SQ notes - I used Lance's recommendation and aimed for 10 reps of above 90% of 1RM. Here is the problem, what is my 1RM? But I worked that into the workout after going for 3x107.5 and racking it after getting 2 reps, I knew my 1RM was around there, and the next set was 1x110 which I would say is/was my training max - and probably pretty much my 1RM. Using that I calculated 90% was above 99kg, and lance had said to do singles with >90% but I did doubles instead to save time. That's funny because it still took me waaaay too long to finish squatting. I should probably move around the squatting load so half of it is AM and the rest PM. or something. Work in progress.
http://www.youtube.com/watch?v=CRgw-YYUGJw^1RM of 110kg - I was happy with this, it gave me a lot more confidence with the following sets knowing I could squat 110kg and anything lower than that would be do-able. Thanks lance for putting me on to singles and doubles.
BS (II)notes - Considered going for a third set but i wasn't sold on grinding myself into the ground with yet another set of squats, maybe 2 is enough. If i can progress with 2 sets why should I do more than that? I loved that I got 5x107.5 HBBS - my form was okay too. Looking forward to more squatting next week!
Then sprints, I wasn't happy with my starts on sprints. It just seemed i wasn't coming out strongly enough. Well finally had a breakthrough on my last sprint.
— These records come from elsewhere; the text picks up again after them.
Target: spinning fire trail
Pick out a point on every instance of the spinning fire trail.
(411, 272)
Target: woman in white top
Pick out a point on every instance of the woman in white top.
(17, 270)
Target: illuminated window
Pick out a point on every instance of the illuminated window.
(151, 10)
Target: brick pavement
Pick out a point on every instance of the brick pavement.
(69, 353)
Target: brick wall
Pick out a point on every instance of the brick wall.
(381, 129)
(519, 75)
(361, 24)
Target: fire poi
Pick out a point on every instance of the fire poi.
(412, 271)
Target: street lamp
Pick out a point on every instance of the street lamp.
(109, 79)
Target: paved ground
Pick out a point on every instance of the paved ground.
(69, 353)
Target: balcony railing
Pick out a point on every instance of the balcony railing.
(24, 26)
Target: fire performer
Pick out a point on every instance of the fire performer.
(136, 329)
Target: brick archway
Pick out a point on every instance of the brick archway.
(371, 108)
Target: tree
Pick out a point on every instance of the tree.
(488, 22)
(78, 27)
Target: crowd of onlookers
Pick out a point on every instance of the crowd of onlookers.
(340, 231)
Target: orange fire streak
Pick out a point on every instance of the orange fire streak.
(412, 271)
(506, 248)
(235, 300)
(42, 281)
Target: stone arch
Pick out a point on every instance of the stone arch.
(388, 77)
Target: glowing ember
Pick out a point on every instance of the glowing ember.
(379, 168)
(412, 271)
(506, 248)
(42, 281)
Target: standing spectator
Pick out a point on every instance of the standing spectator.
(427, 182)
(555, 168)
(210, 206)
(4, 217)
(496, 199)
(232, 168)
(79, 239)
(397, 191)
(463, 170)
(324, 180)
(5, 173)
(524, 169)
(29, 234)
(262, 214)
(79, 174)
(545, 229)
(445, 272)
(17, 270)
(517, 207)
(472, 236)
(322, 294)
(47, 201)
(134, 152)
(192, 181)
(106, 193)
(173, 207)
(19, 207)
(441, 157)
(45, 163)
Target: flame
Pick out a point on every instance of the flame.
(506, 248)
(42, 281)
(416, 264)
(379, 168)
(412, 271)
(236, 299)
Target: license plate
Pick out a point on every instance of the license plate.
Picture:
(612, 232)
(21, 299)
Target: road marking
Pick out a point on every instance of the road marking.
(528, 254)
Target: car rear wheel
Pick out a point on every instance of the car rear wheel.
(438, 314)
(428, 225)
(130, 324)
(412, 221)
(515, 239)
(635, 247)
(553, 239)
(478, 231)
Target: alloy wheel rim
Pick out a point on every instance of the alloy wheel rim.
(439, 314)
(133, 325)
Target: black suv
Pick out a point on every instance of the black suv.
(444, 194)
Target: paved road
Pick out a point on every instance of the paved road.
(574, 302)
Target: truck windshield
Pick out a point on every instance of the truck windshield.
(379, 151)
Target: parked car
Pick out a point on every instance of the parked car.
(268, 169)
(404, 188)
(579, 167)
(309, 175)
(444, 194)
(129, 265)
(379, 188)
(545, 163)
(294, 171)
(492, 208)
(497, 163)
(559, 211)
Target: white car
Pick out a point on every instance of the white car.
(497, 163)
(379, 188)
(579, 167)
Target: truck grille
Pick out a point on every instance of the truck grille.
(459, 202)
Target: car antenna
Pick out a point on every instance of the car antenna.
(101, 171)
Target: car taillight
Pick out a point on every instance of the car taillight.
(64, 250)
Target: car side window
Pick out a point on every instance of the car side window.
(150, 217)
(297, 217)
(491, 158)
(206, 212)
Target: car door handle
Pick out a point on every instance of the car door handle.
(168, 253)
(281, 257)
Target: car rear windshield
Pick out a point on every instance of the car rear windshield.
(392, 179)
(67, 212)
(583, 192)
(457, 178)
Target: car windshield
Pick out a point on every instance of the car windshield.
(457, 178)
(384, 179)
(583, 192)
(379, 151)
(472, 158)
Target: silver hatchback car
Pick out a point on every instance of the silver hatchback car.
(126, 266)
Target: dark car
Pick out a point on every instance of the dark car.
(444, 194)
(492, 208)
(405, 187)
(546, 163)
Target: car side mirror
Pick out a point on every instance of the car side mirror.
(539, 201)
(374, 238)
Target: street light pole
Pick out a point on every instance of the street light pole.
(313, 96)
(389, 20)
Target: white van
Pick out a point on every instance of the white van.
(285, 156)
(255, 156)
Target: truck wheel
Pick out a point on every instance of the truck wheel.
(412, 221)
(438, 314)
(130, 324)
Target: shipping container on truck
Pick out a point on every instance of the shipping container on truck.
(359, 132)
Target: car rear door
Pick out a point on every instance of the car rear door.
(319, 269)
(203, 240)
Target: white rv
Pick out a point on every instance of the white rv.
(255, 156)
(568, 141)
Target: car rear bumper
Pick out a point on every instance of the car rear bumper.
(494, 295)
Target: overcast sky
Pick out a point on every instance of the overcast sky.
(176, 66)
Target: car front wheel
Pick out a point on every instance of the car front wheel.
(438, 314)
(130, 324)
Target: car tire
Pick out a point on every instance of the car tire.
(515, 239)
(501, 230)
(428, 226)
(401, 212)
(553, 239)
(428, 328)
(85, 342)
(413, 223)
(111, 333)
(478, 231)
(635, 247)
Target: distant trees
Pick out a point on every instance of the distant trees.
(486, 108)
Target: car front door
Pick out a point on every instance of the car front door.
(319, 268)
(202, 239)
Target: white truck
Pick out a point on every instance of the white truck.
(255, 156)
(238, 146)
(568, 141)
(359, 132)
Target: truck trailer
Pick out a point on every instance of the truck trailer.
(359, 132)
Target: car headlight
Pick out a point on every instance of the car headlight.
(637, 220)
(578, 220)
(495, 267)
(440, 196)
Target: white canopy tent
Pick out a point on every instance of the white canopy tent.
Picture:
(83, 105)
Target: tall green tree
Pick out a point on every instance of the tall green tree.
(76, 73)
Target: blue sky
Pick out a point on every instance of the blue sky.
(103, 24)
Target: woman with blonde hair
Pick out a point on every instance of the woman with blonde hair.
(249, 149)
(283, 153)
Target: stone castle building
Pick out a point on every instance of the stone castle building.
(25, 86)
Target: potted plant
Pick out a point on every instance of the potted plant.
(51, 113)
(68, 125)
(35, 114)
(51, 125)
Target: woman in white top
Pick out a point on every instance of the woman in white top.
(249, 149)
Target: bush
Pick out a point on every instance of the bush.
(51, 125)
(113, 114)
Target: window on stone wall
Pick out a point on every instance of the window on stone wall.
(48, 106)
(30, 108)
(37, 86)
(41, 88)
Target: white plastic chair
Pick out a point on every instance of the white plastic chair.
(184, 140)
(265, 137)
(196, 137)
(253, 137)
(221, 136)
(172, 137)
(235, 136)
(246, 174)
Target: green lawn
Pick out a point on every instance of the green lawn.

I got my left knee down and used it to help push off the ground (usually only use my right leg). This made a difference, i came out blazing, and then I pushed hard as i could, and my time blew me away. Now keep in mind this was done after a whole load of squatting so i'm confident I can do a lot better if I work out a way to redistribute my friday squatting so i'm not too fatigued by the end of the PM session. That should help my sprints.
And yeah a PR on SVJ - i'll take it i guess. I'm still fat so hopefully I can improve a lot here. Wouldn't it be nice to have a 36 SVJ?
Oh and i've been diet compliant for 3 days now - will try to make that 10 days in a row so I can break into the 82s.